Tiny, 12-year-old Hit Girl is like a ninja in her speed, skill and ruthlessness, with a shocking moral code different from conventional superhero comic books. She’s part of Big Daddy’s mission of vengeance. These real life super-heroes (similar to the ones in Watchmen, but done much better here) are not the good role models they used to be.

At first glance, Kick-Ass” seems like a typical teen comedy with a twist. But it’s actually a superhero action movie with great comic elements. It is morally ambiguous, extremely bloody and violent, but it does manage to avoid one annoying and pervasive element of action movies: There are no girls calling out to their boyfriends to save them.
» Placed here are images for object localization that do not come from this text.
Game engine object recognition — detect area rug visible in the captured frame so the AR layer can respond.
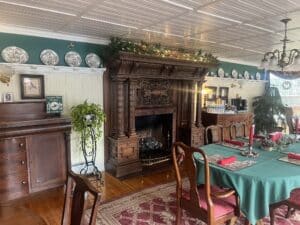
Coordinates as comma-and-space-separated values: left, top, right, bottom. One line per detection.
97, 181, 300, 225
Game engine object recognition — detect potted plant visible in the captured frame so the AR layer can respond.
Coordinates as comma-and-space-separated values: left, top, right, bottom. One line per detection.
253, 86, 285, 134
70, 100, 105, 175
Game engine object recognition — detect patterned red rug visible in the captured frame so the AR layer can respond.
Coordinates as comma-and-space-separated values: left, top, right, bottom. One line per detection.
97, 182, 300, 225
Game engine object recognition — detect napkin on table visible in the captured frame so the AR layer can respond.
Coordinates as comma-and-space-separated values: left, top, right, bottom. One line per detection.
288, 153, 300, 160
217, 156, 237, 165
254, 134, 265, 139
224, 139, 245, 147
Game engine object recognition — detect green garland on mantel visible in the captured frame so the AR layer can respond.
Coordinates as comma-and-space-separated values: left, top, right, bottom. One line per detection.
103, 37, 219, 65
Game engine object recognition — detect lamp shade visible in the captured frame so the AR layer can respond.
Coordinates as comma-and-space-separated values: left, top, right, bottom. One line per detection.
261, 58, 269, 68
270, 56, 278, 66
294, 54, 300, 65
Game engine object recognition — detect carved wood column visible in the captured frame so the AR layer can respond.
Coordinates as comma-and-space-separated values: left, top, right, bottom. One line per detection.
180, 81, 189, 127
128, 79, 137, 136
190, 81, 197, 127
116, 79, 125, 137
196, 81, 202, 128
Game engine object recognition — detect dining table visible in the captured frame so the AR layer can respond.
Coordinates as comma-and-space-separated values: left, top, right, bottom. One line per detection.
195, 142, 300, 225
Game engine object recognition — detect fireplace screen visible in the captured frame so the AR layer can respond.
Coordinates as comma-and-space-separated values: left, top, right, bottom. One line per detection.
135, 114, 173, 166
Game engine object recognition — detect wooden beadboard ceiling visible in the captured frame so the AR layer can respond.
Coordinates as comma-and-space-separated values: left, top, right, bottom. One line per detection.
0, 0, 299, 65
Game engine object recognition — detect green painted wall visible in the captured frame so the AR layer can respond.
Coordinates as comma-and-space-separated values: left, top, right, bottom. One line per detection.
0, 32, 264, 77
0, 32, 106, 67
209, 61, 265, 80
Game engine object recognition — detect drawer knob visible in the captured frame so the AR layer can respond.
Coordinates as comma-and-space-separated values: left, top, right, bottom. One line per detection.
21, 181, 27, 185
19, 143, 24, 147
21, 160, 26, 165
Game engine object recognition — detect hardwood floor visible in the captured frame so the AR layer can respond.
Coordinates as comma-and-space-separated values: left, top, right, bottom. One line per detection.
0, 168, 176, 225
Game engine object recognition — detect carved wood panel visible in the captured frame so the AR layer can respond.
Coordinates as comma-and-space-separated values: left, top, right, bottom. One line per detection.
136, 79, 172, 106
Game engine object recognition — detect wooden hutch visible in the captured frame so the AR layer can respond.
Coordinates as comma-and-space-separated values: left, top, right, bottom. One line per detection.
104, 52, 216, 177
202, 111, 253, 139
0, 101, 71, 202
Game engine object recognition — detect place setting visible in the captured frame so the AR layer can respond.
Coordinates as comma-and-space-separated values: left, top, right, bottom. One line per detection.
197, 153, 257, 171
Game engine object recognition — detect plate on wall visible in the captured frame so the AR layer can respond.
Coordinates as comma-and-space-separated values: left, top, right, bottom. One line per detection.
85, 53, 101, 68
255, 72, 261, 80
244, 71, 250, 79
40, 49, 59, 66
231, 69, 238, 78
217, 67, 225, 77
65, 51, 82, 67
1, 46, 29, 63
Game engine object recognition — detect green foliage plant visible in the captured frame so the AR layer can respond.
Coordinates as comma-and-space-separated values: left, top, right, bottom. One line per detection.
71, 100, 106, 148
252, 86, 285, 134
101, 37, 219, 65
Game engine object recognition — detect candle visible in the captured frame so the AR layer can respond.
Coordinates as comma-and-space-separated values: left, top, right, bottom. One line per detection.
249, 124, 255, 146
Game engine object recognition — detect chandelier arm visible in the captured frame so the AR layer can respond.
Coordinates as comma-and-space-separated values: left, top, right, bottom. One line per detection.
288, 49, 300, 64
273, 49, 280, 61
263, 51, 275, 60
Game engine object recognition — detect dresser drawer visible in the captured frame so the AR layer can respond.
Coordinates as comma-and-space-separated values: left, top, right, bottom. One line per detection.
0, 172, 29, 202
0, 138, 27, 176
0, 157, 27, 176
0, 137, 26, 154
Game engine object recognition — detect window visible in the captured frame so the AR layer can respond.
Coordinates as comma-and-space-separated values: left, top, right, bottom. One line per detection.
270, 73, 300, 107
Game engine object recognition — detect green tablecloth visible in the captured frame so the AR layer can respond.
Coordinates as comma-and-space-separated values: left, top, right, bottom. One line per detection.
195, 144, 300, 224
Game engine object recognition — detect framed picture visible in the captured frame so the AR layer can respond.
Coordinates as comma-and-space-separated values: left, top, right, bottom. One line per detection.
205, 86, 217, 101
219, 87, 229, 99
20, 74, 45, 99
3, 92, 13, 102
46, 96, 63, 114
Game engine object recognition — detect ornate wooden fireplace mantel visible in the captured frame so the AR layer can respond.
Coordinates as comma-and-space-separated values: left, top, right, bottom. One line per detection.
104, 52, 217, 177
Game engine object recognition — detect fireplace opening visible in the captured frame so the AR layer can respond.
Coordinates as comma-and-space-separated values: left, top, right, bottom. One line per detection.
135, 114, 173, 166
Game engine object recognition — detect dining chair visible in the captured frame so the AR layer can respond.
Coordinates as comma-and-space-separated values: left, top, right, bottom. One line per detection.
205, 125, 224, 144
61, 171, 101, 225
172, 142, 240, 225
295, 118, 300, 134
269, 188, 300, 225
230, 122, 246, 139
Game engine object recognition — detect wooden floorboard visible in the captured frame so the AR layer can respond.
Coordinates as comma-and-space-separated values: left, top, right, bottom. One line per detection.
0, 168, 176, 225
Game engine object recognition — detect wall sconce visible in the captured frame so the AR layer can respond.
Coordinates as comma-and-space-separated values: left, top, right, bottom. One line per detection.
0, 65, 14, 85
230, 80, 244, 89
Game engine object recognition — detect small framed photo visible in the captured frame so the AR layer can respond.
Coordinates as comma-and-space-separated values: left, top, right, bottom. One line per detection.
20, 74, 45, 99
3, 92, 13, 102
46, 96, 63, 114
205, 86, 217, 101
219, 87, 229, 99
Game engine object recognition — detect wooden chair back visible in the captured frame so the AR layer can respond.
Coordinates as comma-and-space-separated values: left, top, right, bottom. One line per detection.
230, 122, 246, 139
172, 142, 239, 225
61, 172, 101, 225
205, 125, 224, 144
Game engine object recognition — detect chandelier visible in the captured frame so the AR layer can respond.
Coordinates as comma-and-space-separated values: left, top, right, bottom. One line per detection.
260, 18, 300, 71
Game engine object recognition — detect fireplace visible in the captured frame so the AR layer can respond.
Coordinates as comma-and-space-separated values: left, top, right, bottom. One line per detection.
136, 113, 173, 166
104, 52, 216, 178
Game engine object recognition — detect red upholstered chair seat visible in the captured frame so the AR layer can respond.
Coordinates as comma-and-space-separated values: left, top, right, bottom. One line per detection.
288, 188, 300, 205
270, 188, 300, 225
182, 186, 237, 219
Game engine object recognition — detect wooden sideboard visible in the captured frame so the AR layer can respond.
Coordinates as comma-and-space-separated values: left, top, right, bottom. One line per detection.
0, 101, 71, 202
202, 111, 253, 140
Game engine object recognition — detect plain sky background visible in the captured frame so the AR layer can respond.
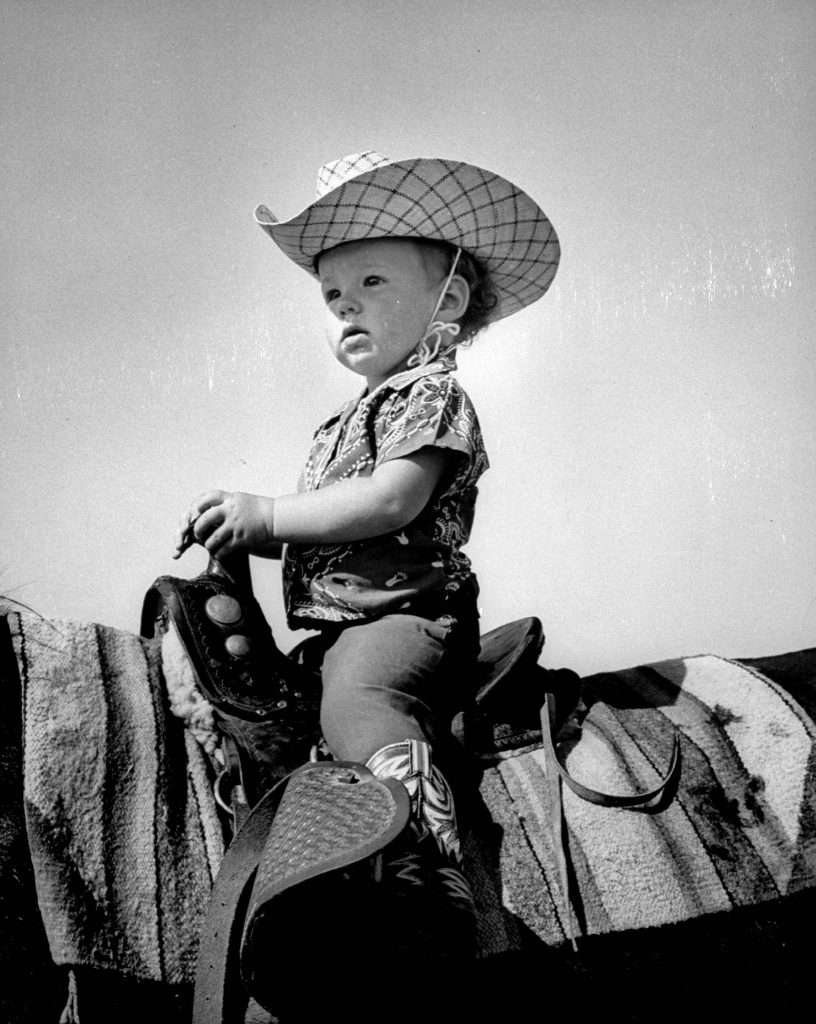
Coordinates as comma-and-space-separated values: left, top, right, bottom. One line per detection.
2, 0, 814, 676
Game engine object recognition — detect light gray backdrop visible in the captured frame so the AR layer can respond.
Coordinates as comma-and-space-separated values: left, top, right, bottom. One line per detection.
2, 0, 814, 674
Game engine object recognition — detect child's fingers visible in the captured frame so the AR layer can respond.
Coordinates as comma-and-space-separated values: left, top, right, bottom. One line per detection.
172, 511, 198, 556
192, 489, 229, 515
172, 524, 196, 559
172, 490, 227, 557
188, 505, 224, 547
202, 526, 229, 560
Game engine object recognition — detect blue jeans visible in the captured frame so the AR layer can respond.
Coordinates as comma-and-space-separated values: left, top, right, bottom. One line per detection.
307, 602, 480, 767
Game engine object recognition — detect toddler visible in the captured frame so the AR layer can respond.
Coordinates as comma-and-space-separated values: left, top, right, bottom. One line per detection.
173, 151, 559, 960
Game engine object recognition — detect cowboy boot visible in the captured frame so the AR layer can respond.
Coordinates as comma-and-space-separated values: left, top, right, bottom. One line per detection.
366, 738, 477, 958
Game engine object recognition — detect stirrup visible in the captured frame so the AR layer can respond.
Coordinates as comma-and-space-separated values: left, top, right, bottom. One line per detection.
240, 761, 410, 1012
192, 761, 411, 1022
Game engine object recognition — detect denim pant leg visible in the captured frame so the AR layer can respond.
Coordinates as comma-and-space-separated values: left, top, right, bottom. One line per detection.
318, 613, 475, 766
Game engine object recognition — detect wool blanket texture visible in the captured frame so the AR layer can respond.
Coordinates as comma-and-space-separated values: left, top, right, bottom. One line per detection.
469, 650, 816, 953
9, 611, 224, 985
10, 608, 816, 985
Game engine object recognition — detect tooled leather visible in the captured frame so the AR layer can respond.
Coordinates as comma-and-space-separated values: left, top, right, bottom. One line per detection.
247, 765, 403, 909
152, 573, 318, 720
The girls in this movie follow the Buffy the Vampire Slayer model; either they’re superheroes themselves or they’re self assured regular people, who, when push comes to shove, are ready and able to fight back, to kick ass themselves. That alone makes this an above-par movie. And a reason for there to be more female scriptwriters (like Jane Goldman).

We’re in the midst of film festival season in Toronto. Coming in May, is HotDocs, follwed closely by NXNE. Right now, the Toronto Jewish Film Festival is just finishing up. One of the most interesting topics they’re covering is comics. And of those films, nothing can compare to the well-known but seldom seen on the big screen Fritz the Cat, directed by the legendary Ralph Bakshi).

Fritz the Cat was the first animated film to receive an “X” rating in the US – this was back in the early 70’s. And to understand it, you have to consider it in context, the period in which it was made. (FTC would never be made this way today.)

The story is about a hep-cat, Fritz, who’s a hip cat. (He’s a cat.) Fritz is a university student at the peak of the baby-boomers’ take on the ‘sixties, in downtown New York City. He’s sick of studying and going to classes so he embarks on a journey, to experience life. So we follow him from Washington Square Park, where he tries to pick up girls by impressing them with his lame guitar-playing.

He ends up at a pot party, which soon devolves into romping group sex in a bathtub. He later falls in with a crow, steals a car, has sex, takes drugs, and falls in with some bikers and revolutionary terrorists who want him to blow things up.

Fritz is a sort of a Cheshire cat, but dressed like a college student trying to be cool. The crows look suspiciously like the magpies Heckle and Jeckle. (This was a TV cartoon series made by Terrytoons, where Bakshi worked in the 50’s at the start of his career. I wonder if that was his inspiration.) In this movie the cats and rabbits live downtown, while the crows, well, they live in Harlem. The pigs, of course, are a bumbling team of cops — an old-timer, Ralph, and his new partner. And there are lizards, a cow who’s a biker chick, and other cats and dogs. (Black pimps? Cops as pigs? Old jews praying and complaining? Maybe in 1972 these tired stereotypes were more audacious end edgy, less cliched than now.)

Most of the characters — especially the scrunched faced men, and the big bottomed women in overalls — are icons of the great cartoonist Robert Crumb, who was also a sort of an underground comic superstar at the time. This movie captures a lot of Crumb’s relaxed hippy sexuality, but also Bakshi’s sorta terrifyingly nihilistic, and misogynistic view of a violent world. So there’s lots of tame sex, lots of music, drugs, four letter words, and very bloody, senseless death, none of which was ever seen at the time in animated American movies (but are now on the level of what you find in a few minutes of The Simpsons). Fritz the Cat is a step back into the defunct microcosm of rioting, extreme change, and anything-goes experimentation of the late 60’s and early seventies.